Produção de mel na Lousã poderá aumentar três toneladas

Produção de mel na Lousã deverá aumentar três toneladas

A produção deste ano do mel certificado da Serra da Lousã deve rondar as 30 toneladas, mais três que em 2013, que se ficou pelas 27 toneladas deste mel de urze com denominação de origem protegida (DOP). A informação foi transmitida hoje pelos responsáveis da Cooperativa Lousamel à agência Lusa.

Sem dados definitivos sobre os resultados da “cresta” (colheita do mel das colmeias) ainda em curso, o presidente da Lousamel, António Carvalho, reconheceu que a produção pode ser “superior” à do ano passado.

Nos dez municípios que integram a região do mel DOP Serra da Lousã (Arganil, Castanheira de Pera, Figueiró dos Vinhos, Góis, Lousã, Miranda do Corvo, Pampilhosa da Serra, Pedrógão Grande, Penela e Vila Nova de Poiares) “está a verificar-se um desfasamento nas produções”, segundo Ana Paula Sançana. “Temos apicultores com a melhor produção dos últimos 30 anos, nalguns casos 30 a 40 quilogramas de mel por colmeia, quando a média ronda oito a nove quilogramas”, referiu. Para outros produtores, porém, garante que “está a ser uma razia completa”.

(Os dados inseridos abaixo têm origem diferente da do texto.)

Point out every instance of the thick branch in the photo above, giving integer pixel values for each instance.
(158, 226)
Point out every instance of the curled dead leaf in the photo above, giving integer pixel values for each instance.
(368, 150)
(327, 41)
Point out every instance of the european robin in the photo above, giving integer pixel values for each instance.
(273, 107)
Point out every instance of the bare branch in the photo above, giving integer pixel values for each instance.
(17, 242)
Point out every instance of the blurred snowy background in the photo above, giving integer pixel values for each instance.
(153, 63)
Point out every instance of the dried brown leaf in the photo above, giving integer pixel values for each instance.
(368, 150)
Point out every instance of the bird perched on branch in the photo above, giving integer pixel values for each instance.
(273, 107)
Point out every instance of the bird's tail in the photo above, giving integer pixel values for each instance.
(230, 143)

A actual “cresta” vai ser “mais ou menos igual” à do ano passado, com os apicultores “que tiveram mais mel a compensarem os que não tiveram nada”.

As baixas produções, acrescentou, poderão “ter a ver com o controle das enxameações”, que consistem na saída de enxames novos da colmeia de origem, cada um com a sua rainha. Quantas mais enxameações ocorrerem, menor será a quantidade de mel em cada ano. “O número de abelhas, que são, afinal, a mão-de-obra disponível, está intimamente ligado com a produção”, afirmou a directora executiva da Lousamel, frisando que uma colmeia pode reunir entre 60 a 100 mil abelhas.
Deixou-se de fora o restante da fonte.